Although architectural mechanisms can be expected to contribute to the fault tolerance of computer systems developed by the REE Project, the limited flexibility in hardware design and implementation will require that much of the fault-tolerance capability be provided by the use of software-implemented fault-tolerance techniques. Because of the desire to maximize the use of commercial software already developed for the processors used in REE computer systems and because of the complexity of modifying such software, many of the software fault-tolerance capabilities provided in computer systems developed by the REE Project will most likely be provided by middleware, which is a layer of software which is inserted between the operating system and the applications programs. Middleware will be used to provide checkpointing and restart, multiple levels of fault tolerance for different applications running concurrently, monitoring of transient faults, and other capabilities such as consensus determination of redundant processes and results.

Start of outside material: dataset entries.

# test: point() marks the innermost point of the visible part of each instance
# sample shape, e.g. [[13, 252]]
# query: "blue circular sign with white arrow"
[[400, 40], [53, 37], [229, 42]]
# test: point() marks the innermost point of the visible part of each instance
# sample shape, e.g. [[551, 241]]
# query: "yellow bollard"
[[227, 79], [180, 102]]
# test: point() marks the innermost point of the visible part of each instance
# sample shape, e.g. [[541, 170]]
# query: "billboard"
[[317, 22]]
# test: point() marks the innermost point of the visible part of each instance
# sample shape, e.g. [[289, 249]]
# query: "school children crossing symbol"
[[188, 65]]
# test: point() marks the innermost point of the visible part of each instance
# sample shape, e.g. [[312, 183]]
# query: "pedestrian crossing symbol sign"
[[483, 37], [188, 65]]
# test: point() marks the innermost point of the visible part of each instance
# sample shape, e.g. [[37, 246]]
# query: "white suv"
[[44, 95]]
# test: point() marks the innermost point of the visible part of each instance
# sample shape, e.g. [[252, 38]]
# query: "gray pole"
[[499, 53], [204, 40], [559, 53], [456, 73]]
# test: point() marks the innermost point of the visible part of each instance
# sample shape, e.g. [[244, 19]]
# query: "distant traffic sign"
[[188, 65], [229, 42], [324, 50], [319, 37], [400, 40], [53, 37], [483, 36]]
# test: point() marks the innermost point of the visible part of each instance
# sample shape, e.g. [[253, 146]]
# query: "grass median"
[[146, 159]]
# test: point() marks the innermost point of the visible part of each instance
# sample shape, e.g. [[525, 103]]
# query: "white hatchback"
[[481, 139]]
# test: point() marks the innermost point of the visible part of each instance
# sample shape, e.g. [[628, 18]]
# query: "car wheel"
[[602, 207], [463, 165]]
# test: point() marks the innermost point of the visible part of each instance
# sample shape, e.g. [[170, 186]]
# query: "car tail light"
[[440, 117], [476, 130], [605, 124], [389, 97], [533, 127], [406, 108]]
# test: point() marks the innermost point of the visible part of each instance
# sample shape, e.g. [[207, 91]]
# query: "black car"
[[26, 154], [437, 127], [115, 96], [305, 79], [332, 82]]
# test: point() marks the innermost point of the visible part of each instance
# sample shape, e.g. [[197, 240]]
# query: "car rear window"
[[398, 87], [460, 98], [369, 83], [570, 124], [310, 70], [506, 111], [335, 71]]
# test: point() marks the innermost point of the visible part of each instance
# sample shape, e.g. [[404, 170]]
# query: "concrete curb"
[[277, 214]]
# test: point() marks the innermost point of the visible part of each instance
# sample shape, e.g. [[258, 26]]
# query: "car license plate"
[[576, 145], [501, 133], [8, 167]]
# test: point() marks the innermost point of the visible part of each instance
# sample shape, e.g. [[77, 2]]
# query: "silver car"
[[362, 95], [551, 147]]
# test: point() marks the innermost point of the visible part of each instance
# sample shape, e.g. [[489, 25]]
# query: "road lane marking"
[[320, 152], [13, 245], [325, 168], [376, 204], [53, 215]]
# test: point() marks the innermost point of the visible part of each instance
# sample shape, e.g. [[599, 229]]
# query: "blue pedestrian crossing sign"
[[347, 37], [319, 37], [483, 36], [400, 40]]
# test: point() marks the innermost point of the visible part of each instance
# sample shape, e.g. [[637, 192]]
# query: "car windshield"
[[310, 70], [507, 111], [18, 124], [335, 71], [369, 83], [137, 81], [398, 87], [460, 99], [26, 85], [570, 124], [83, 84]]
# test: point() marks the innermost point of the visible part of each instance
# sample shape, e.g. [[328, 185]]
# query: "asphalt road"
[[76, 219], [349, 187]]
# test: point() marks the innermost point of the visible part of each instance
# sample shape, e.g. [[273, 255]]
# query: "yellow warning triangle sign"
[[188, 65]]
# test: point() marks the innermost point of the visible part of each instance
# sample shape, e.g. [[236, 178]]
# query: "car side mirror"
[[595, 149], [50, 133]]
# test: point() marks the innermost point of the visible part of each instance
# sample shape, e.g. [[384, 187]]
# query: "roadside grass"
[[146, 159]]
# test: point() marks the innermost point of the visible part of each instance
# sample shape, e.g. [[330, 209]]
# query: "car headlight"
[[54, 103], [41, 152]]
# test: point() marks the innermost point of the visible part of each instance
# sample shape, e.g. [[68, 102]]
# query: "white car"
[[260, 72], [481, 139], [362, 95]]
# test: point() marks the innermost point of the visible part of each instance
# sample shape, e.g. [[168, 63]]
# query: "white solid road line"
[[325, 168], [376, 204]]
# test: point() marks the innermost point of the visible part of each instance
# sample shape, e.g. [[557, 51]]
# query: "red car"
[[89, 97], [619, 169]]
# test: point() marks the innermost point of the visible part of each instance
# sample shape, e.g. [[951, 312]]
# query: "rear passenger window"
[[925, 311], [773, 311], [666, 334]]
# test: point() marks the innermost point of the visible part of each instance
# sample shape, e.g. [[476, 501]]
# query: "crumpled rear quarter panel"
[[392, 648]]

The use of middleware for software fault tolerance will not provide all the software capabilities needed. Faults that occur during execution of the operating system will largely be beyond the reach of middleware. Thus fault-tolerance mechanisms will be needed in the operating system itself. However, this area may be the most difficult to handle, since no major work on operating systems is planned as a part of the project. Applicable independent work which is done in this area, however, will be incorporated into the REE project.

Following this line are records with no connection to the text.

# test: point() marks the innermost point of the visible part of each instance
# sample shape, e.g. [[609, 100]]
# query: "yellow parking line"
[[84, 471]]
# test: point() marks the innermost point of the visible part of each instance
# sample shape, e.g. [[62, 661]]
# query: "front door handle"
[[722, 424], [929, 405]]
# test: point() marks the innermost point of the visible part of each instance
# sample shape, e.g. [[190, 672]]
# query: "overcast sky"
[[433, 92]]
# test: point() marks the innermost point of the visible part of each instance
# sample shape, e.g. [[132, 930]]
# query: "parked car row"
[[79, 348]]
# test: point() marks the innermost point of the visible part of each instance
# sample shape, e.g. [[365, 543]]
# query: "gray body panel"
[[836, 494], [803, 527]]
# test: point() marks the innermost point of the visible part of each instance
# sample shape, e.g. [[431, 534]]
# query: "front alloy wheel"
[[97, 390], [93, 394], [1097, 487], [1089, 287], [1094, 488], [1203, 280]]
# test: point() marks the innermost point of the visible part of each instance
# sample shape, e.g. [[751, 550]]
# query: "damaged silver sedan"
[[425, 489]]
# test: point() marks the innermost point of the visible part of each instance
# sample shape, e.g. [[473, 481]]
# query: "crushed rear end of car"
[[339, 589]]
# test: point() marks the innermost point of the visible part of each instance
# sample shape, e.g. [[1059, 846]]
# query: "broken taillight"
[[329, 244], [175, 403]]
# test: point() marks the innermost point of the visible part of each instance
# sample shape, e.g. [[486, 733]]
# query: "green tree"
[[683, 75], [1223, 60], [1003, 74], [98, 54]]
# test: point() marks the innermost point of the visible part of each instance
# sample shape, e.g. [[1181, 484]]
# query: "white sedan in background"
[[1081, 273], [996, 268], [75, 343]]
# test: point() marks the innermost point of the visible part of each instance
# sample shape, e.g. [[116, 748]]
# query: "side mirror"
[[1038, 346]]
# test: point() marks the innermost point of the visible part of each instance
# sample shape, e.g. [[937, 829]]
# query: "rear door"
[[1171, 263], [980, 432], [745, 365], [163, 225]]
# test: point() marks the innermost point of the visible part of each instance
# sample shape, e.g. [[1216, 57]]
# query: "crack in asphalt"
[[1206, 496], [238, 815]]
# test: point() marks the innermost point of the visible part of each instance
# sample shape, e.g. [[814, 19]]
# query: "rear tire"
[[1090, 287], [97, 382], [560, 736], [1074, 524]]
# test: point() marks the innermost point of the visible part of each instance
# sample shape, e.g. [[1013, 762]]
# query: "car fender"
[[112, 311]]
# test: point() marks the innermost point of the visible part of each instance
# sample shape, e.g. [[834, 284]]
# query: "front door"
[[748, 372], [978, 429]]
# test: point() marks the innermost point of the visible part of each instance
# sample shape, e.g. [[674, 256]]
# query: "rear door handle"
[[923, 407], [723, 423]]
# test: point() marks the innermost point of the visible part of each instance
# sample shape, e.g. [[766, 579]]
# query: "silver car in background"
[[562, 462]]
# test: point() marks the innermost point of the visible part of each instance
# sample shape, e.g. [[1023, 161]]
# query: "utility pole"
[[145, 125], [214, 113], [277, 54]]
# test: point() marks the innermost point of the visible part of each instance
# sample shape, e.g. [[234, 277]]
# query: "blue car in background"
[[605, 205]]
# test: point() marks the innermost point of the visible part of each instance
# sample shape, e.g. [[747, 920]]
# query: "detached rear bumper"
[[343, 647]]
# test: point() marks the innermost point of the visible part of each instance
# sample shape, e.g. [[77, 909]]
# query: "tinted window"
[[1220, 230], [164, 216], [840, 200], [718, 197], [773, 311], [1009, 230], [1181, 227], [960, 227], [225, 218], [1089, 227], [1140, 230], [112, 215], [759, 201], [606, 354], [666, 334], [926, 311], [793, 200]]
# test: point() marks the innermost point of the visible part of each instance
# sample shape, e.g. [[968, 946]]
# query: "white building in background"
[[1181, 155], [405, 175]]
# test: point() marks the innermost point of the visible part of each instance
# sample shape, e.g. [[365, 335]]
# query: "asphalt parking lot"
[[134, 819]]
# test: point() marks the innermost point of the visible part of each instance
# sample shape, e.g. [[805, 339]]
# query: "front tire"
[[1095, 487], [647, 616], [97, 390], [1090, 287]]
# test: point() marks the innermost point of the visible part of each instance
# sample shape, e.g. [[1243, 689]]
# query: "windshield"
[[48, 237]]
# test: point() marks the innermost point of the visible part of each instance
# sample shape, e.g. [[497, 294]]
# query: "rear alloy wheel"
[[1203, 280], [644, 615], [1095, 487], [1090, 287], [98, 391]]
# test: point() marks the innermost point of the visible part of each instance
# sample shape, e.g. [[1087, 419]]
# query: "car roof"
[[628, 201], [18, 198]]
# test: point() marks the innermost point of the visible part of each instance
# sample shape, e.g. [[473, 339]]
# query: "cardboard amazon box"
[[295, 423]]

Much of the fault-tolerance capability for the REE Project is expected to be provided by the applications programs themselves. Often only the programmer can best specify optimal placement for the checkpoints and the algorithms for acceptance checks and calibrated computations that are needed for fault detection and recovery. Although automated insertion of such capabilities would be desirable, it is beyond the intended scope of the REE Project to develop such techniques. However, many existing software fault-tolerance mechanisms and techniques are available which can be used by the REE applications programs. An initial check which can be done by all programs is to perform range checks and reasonableness tests. Data which is clearly out of range will indicate the possible presence of errors. Also, programs and constant data can be checkpointed and periodically checked to ensure that they have not changed. Beyond these simple checks, the computational results of many algorithms can be checked by applying inverse algorithms or other data manipulations. For example, the inverse of a matrix can be multiplied the original matrix. If the result is the identity matrix, both the original calculations and the check can be presumed to be correct. Another example is the use of assertions which can be dynamically checked for validity within the program.

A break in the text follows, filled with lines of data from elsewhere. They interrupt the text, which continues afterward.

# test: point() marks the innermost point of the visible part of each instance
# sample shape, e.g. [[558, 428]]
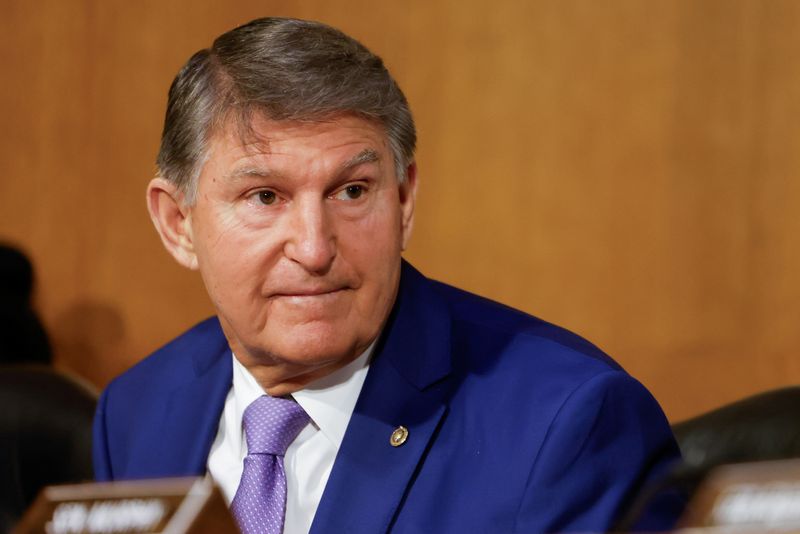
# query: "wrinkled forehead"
[[253, 130], [336, 142]]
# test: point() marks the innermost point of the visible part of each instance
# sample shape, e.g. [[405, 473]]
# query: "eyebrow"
[[368, 155]]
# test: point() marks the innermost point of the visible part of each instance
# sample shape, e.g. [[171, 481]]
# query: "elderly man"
[[338, 389]]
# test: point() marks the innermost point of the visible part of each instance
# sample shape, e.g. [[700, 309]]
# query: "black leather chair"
[[758, 428], [45, 435]]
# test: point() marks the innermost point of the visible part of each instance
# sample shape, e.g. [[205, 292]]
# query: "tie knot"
[[271, 424]]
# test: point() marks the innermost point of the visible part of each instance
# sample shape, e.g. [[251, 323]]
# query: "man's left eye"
[[351, 192]]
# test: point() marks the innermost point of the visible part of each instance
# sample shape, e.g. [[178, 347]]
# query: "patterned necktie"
[[270, 425]]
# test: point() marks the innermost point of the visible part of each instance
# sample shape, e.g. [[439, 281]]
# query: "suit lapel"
[[370, 476], [192, 412]]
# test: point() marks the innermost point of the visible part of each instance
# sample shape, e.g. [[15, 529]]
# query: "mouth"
[[308, 294]]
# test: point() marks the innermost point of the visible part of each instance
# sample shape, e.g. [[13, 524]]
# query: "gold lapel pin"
[[399, 436]]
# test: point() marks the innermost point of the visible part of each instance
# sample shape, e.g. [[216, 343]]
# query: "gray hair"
[[285, 69]]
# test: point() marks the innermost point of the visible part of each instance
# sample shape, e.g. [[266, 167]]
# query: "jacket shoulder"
[[184, 357], [480, 321]]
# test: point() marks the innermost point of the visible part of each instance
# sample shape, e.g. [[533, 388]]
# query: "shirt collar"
[[329, 401]]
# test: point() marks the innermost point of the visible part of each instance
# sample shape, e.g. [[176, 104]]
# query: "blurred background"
[[627, 169]]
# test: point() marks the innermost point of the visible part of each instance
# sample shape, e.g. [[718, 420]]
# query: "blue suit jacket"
[[514, 425]]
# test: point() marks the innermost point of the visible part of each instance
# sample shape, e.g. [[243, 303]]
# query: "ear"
[[408, 197], [173, 221]]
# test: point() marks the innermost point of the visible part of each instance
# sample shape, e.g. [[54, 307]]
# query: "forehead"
[[261, 138]]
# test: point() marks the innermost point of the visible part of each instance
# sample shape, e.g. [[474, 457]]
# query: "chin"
[[313, 346]]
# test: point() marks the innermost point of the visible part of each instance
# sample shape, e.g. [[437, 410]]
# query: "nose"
[[311, 242]]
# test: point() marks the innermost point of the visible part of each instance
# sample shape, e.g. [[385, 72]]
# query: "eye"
[[267, 197], [351, 192]]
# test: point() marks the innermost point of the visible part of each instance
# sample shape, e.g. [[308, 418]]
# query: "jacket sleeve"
[[607, 441], [100, 455]]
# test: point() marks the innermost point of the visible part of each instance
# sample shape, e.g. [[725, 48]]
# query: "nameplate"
[[174, 506], [761, 497]]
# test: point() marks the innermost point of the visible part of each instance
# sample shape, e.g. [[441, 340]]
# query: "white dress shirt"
[[329, 402]]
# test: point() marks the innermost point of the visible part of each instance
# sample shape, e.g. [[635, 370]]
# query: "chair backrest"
[[758, 428], [45, 435], [762, 427]]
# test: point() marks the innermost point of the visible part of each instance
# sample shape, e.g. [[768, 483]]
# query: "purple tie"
[[270, 425]]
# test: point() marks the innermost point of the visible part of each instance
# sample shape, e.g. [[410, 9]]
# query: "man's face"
[[298, 238]]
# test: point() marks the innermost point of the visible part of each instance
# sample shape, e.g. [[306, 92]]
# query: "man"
[[287, 178]]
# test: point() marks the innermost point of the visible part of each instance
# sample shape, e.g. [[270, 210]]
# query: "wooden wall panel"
[[627, 169]]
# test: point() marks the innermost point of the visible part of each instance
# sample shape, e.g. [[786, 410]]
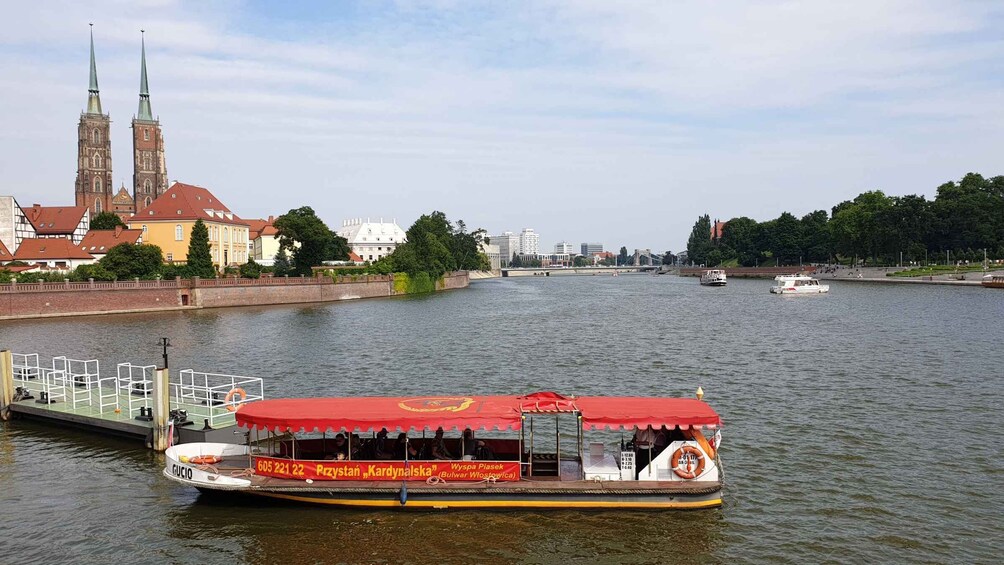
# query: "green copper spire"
[[93, 100], [145, 111]]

It is well-known that software-implemented error detection coupled with the constraint of not using massive redundancy due to severe power limitations will limit the overall fault-tolerance coverage of the REE system. Thus the challenge lies in providing satisfactory performance within these constraints.

Since the primary goal for use of the high performance REE system is science data processing rather than spacecraft control, the primary objective is high availability rather than guaranteeing that no errors will be made in computations. Thus the system will contain a small, heavily-protected hard core that can periodically reload, diagnose, and restart the system to handle those errors and faults that may have been missed by the software-implemented fault-tolerance mechanisms.

The development of software-implemented fault tolerance is an integral part of the REE Project that will involve the JPL REE team its contractors, the science application developers, and university researchers. Each has a part to contribute to ensuring the success of this important technology demonstration project.